I used AI at work and I became a lot better at using it in this period.
I'm BAAAACK
Sometime in early 2026 I felt strong enough get back to the game. So every afternoon, after work, I would work away at it. I was now using a version of spec-driven development, although I didn't know it. I would write a Jira ticket that said exactly what I wanted and then have the AI code it. I started doing this in sprints. I built out the AWS server and got the game sort of running on it.
I used the AI for research and, sometimes, suggestions, but it didn't have access to the server and it only had access to the one Jira project and Confluence space relevant to the game. I didn't like what it wrote on Confluence so it was really read only -- I'd write a design and then it would pull it out of Jira or Confluence and write the code.
I wrote a lot of the initial game and a lot of other code in 2024 and 2025. But in 2026 I became a designer and tester.
As a designer I was responsible for holding the vision and not allowing the AI to change it and then, when it claimed it finished the code, I tested it. Nothing was ever released without testing. Nothing is in the game that wasn't aligned with my vision. The AI did not design any part of this game.
Through the first part of 2026, I worked out the whole game and got the AI to code it up. I keep finding things I want to add (better constellations, reusable rockets, ride sharing etc). But mostly it's done as of this day in May, 2026. Ready for Alpha (OK, "early alpha"; cut me some slack).
Time and again the AI would wander off and do something that wasn't part of the vision and I had to drag it back. For a few weeks parts of the game were real-time instead of turn based, for example.
In my view, AI slop comes from not having a clear idea of what you want or not relentlessly (!) checking that the final product is what you intended. Yes, I've done vibe coding and allowed the AI slop to remain. But not on THIS project.
The Future
There is a lot of testing that goes into a game. It's very likely the players won't like some of my "vision" and I'll have to change it. That's what play testing is for and I'm going to embrace it.
But at no time in the future will I allow the AI to redesign the game. That does not comport with my philosophy of how games should be written (which I came to in the 90s and, as with most old people, I'm not letting go of; "Hey you AI: Get off my lawn!").
This Document
It would be too ironic, even for me, to use the AI to write the document explaining that the AI didn't not design the game. So I wrote every word of this document. Like it? That's me. Hate it? Me again. Ironically that's what you get for depending on a human.
Other public facing documents WERE written by the AI. Almost all of them.

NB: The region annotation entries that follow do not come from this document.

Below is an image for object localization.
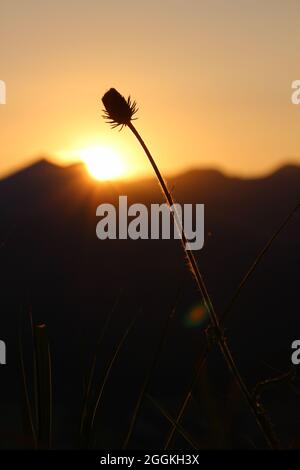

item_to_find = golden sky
[0,0,300,180]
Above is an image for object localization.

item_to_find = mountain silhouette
[0,160,300,446]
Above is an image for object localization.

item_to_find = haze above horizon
[0,0,300,177]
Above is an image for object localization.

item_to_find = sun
[78,147,125,181]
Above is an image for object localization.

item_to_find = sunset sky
[0,0,300,180]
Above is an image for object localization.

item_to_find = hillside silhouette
[0,160,300,447]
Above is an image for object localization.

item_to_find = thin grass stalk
[165,204,300,449]
[89,317,136,446]
[127,121,279,449]
[18,316,37,449]
[146,394,199,449]
[80,294,120,440]
[34,324,52,449]
[122,295,179,450]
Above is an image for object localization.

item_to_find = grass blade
[34,323,52,449]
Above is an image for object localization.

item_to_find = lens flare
[184,303,209,328]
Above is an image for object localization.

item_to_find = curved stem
[128,122,278,448]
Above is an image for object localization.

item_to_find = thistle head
[102,88,138,129]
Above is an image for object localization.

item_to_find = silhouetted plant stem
[165,204,300,449]
[126,121,279,448]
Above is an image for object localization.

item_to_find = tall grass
[102,88,286,449]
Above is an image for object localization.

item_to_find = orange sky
[0,0,300,180]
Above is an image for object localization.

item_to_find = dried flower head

I generally tell it what I want and ask for an outline and then ruthlessly edit that outline. And then it writes it and I ruthlessly edit the result.
Then, in all cases (including this document), the AI translates the text into the templates that become HTML in this kind of web app. It doesn't change the text but if you're worried about the sterile fingers of AI getting on the Art, well this game is full of sterile fingerprints. It's just too expensive to remove them.